Points Chauds -- Le tribunal régional de Nouakchott Nord a condamné ce jeudi trois jeunes hommes à 12 ans de prison ferme pour le viol collectif sur Lalla Mint Moulaye Zeine, une étudiante de 22 ans agressée en novembre 2023 en présence de son père handicapé.
Si la décision inclut une indemnisation de 8 millions d’ouguiyas anciennes (environ 21 000 dollars) pour la victime, elle reste loin des exigences de milliers de manifestants réclamant la peine de mort pour un crime qualifié d’« inhumain » par la société civile.
Pourtant, derrière ce verdict l’un des plus sévères jamais prononcés pour violences sexuelles dans le pays se cache une réalité accablante : 99 % des plaintes pour agressions sexuelles se retournent contre les survivantes, selon des données recueillies par des ONG locales.
Les victimes sont fréquemment inculpées pour « invitation à la débauche » , un chef d’accusation utilisé pour les criminaliser. Beaucoup se retrouvent incarcérées au mêmes titre que leurs agresseurs, un paradoxe glaçant qui alimente l’omerta.
Un crime médiatisé, une exception qui confirme la règle
L’affaire Lalla a échappé à ce scénario grâce à un rare concours de circonstances : la médiatisation du viol, commis par des hommes récemment libérés de prison et sous emprise de drogues, et la mobilisation sans précédent dans toutes les villes de la Mauritanie, en soutien à la jeune étudiante.

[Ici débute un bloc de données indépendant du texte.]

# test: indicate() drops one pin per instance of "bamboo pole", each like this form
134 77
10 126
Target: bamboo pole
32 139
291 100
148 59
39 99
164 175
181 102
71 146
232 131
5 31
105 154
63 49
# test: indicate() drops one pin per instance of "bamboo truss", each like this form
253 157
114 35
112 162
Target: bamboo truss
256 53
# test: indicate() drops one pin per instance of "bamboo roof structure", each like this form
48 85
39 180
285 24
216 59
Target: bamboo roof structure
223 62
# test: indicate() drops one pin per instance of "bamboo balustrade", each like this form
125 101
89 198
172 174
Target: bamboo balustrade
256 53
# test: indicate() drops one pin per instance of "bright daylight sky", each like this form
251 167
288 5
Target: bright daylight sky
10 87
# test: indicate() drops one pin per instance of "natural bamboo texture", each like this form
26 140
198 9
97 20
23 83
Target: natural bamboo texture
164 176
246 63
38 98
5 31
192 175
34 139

« Cette condamnation est une victoire amère », confie a AinRim une parente. « Elle ne doit pas faire oublier que, chaque jour, des centaines de femmes mauritaniennes préfèrent se taire par peur d’être traînées en justice. Ici, porter plainte pour viol, c’est risquer sa liberté. »

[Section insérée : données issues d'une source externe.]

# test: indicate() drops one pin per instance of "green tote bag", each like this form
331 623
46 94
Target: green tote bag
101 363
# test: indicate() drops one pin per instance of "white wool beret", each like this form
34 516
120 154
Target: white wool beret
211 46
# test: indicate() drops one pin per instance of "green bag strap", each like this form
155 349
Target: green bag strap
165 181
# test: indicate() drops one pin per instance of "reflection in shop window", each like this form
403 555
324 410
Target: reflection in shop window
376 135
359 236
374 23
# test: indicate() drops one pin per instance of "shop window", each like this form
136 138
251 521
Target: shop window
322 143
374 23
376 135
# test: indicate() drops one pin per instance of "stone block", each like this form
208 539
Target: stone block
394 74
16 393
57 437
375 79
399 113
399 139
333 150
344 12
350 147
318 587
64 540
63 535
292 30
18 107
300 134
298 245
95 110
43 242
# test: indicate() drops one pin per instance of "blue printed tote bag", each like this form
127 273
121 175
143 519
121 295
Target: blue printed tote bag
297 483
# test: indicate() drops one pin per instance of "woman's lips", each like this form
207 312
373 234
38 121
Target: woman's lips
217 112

Un système judiciaire en accusation
Le viol de novembre 2023 résume les failles, sécuritaires dont sont victimes les femmes en Mauritanie mais aussi, d’une justice accusée de protéger les bourreaux. Les agresseurs, âgés de 20 à 25 ans, avaient déjà purgé des peines pour vols avec violence. Leur récidive, quelques mois à peine après leur libération, relance le débat sur l’inefficacité des programmes de réinsertion et le laxisme présumé des autorités.
Mais le problème est plus profond : le Code pénal mauritanien, influencé par une fausse interprétation rigoriste de la charia, fait de la sexualité hors mariage un crime. Résultat, les survivantes de viols doivent prouver leur « résistance physique » pour éviter d’être inculpées. « Les juges demandent des témoins ou des blessures, comme si une femme violée chez elle, sous menace, pouvait crier à l’aide », dénonce une militante d’une l’ONG.

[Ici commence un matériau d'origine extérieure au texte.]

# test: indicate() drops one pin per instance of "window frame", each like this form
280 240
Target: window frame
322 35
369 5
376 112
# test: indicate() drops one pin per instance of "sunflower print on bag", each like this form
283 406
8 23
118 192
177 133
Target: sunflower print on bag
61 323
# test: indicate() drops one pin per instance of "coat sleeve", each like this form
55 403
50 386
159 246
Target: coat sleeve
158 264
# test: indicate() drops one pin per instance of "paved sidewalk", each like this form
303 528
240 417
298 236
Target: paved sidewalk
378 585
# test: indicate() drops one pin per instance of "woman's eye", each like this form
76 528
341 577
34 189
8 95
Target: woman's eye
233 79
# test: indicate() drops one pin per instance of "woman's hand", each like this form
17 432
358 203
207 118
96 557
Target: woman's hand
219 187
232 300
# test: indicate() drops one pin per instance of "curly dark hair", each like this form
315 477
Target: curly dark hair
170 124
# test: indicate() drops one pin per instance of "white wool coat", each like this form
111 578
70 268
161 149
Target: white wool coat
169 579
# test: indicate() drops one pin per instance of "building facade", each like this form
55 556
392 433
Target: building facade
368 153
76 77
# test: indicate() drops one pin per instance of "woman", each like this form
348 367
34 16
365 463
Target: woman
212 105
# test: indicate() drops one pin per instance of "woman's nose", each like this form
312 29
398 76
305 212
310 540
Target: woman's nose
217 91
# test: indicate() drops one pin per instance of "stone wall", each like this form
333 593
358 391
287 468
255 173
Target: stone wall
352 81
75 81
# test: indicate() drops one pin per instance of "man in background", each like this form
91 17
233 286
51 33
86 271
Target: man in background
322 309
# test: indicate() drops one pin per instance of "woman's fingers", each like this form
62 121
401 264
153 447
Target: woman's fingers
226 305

Peine de mort vs réforme législative : le vrai combat
Alors que les appels à la peine capitale gagnent du terrain dans l’opinion, les associations alertent : hausser les peines sans réformer les lois anti-victimes est inutile. « Comment demander aux femmes de dénoncer leurs agresseurs si elles risquent la prison ? », interroge un magistrat sous couvert d’anonymat.
La solution, plaident les défenseurs des droits, réside dans l’abrogation de l’article controversé et la mise en place de tribunaux spécialisés. Un projet de loi en ce sens, déposé en 2022, dort dans les tiroirs du Parlement. En attendant, le cas Lalla reste une exception : selon un rapport de l’ONU, seulement 2 % des viols déclarés aboutissent à une condamnation des agresseurs en Mauritanie.
Ce verdict, s’il est salué comme un symbole par certains observateur, reste en deçà des attentes et ne marque pas un tournant. Il révèle plutôt l’ampleur du chemin restant à parcourir dans un pays où la justice, pour des milliers de survivantes, reste synonyme de double peine.